O’Hare addressed the broader issue of the peace process, and how its future depended greatly on the fate of Unionist leader David Trimble, under pressure from within his own party, and from the Rev. Ian Paisley’s DUP.

"We obviously hope that Trimble survives," she said. "He is at least nominally pro-agreement, pro a new dispensation in the North."

But Trimble’s position on IRA arms decommissioning continued to provide Sinn Fein with a headache.

"Trimble has assiduously used decommissioning to hold things back," O’Hare said.

"There’s nothing in the agreement that the IRA have to give up their guns, or that Sinn Fein has to make them. I have absolute confidence that the IRA will put their guns beyond use, as they have said."

The issue of policing Northern Ireland was still a problem for Sinn Fein, O’Hare said, looking toward the issues that will attract most attention in the next five years.

"What we have now is not a new policing service and Sinn Fein is not in favor of it," she said.

O’Hare also spoke about the defeat of the government’s referendum on the Treaty of Nice in the Irish Republic. The treaty, negotiated by the 15 European Union member states, provides for EU expansion and a European-wide defense force.

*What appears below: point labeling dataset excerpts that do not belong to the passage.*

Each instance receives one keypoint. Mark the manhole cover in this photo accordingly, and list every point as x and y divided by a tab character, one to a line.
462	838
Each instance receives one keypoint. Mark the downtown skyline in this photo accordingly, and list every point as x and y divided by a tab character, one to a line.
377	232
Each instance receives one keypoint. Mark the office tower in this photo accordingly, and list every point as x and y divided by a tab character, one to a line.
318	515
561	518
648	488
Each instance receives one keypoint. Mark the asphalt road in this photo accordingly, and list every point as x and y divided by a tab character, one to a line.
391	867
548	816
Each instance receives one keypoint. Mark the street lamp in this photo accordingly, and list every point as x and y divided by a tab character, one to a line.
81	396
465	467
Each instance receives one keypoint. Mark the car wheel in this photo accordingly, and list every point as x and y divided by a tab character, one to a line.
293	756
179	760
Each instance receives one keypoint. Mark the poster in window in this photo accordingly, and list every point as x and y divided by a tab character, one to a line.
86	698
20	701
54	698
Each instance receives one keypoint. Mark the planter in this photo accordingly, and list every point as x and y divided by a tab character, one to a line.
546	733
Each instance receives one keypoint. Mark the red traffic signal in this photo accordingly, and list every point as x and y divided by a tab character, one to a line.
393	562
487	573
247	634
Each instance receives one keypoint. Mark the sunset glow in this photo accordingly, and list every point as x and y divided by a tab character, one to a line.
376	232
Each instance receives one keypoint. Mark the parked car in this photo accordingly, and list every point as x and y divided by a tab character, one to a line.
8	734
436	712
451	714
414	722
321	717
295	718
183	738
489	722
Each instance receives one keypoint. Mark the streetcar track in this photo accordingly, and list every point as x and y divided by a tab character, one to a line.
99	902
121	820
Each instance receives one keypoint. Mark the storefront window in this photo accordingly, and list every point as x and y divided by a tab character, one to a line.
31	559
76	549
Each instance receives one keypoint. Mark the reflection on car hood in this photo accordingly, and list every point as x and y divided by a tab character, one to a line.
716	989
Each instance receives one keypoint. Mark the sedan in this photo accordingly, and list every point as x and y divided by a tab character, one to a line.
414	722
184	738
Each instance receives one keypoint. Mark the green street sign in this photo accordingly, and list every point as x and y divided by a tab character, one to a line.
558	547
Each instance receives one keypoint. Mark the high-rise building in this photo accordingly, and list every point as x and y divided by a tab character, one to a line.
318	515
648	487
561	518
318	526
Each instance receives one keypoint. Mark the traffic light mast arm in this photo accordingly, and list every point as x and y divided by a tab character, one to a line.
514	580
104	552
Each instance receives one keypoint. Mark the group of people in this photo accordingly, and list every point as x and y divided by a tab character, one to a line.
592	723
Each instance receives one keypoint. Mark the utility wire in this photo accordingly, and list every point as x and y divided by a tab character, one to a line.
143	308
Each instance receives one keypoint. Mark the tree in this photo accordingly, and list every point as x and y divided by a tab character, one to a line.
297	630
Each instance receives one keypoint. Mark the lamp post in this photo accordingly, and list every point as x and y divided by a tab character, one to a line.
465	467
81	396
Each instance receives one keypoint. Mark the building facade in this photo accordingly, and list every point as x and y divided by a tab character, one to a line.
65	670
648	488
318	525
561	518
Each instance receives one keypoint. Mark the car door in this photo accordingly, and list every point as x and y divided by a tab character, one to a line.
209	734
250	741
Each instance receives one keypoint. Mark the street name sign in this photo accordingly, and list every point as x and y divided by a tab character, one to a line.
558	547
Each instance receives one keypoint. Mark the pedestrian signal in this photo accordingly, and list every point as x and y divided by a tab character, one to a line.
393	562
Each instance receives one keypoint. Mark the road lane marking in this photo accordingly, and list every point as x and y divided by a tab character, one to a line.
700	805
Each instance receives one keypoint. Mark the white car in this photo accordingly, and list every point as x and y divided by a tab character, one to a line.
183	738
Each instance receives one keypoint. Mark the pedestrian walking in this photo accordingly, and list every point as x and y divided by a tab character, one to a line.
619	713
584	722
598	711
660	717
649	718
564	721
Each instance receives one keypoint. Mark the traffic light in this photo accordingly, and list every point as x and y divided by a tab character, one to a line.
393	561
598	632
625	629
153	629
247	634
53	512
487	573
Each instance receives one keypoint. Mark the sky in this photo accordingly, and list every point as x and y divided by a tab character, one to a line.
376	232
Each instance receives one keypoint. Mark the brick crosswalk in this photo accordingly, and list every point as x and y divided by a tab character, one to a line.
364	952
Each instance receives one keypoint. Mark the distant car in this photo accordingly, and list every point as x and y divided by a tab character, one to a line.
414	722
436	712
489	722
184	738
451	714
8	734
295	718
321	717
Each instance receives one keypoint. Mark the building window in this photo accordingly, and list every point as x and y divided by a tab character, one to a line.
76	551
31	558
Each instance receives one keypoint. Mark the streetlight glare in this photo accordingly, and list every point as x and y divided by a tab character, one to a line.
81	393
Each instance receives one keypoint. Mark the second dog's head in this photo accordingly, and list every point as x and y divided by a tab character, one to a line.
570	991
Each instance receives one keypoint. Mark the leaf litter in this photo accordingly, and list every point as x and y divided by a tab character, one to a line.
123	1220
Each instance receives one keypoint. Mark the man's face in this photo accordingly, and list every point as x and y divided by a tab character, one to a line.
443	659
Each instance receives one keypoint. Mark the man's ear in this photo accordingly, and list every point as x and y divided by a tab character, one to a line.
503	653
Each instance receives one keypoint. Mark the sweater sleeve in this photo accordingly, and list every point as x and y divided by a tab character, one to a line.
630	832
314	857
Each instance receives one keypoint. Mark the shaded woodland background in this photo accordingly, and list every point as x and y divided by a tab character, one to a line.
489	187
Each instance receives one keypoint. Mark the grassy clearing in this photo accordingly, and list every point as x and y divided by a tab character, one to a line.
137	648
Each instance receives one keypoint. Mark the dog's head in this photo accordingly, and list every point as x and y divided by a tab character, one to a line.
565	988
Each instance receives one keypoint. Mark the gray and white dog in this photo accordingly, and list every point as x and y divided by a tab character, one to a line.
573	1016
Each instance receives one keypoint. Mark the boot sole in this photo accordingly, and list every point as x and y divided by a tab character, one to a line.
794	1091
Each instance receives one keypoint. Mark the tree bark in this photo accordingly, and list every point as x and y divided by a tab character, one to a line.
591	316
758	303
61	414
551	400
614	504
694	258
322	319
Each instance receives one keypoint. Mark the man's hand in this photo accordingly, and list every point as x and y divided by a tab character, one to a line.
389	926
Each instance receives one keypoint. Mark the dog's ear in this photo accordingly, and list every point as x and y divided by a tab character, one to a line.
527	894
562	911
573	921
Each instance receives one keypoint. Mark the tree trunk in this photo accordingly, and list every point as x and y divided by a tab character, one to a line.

Ireland was the only country whose constitution required that the treaty be adopted by a referendum, and because the populace voted no, the process of implementing the treaty halts across all 15 member states. Sinn Fein, O’Hare said, was against the treaty because it could violate Ireland’s traditional neutrality, "and it will also give Ireland a lesser voice in the EU as a whole."

As for the local election results in Northern Ireland, O’Hare was certain that Sinn Fein would do well. "You will see a much more explicit expression of the nationalist vote." She predicted "a Sinn Fein mayor in Belfast this time round."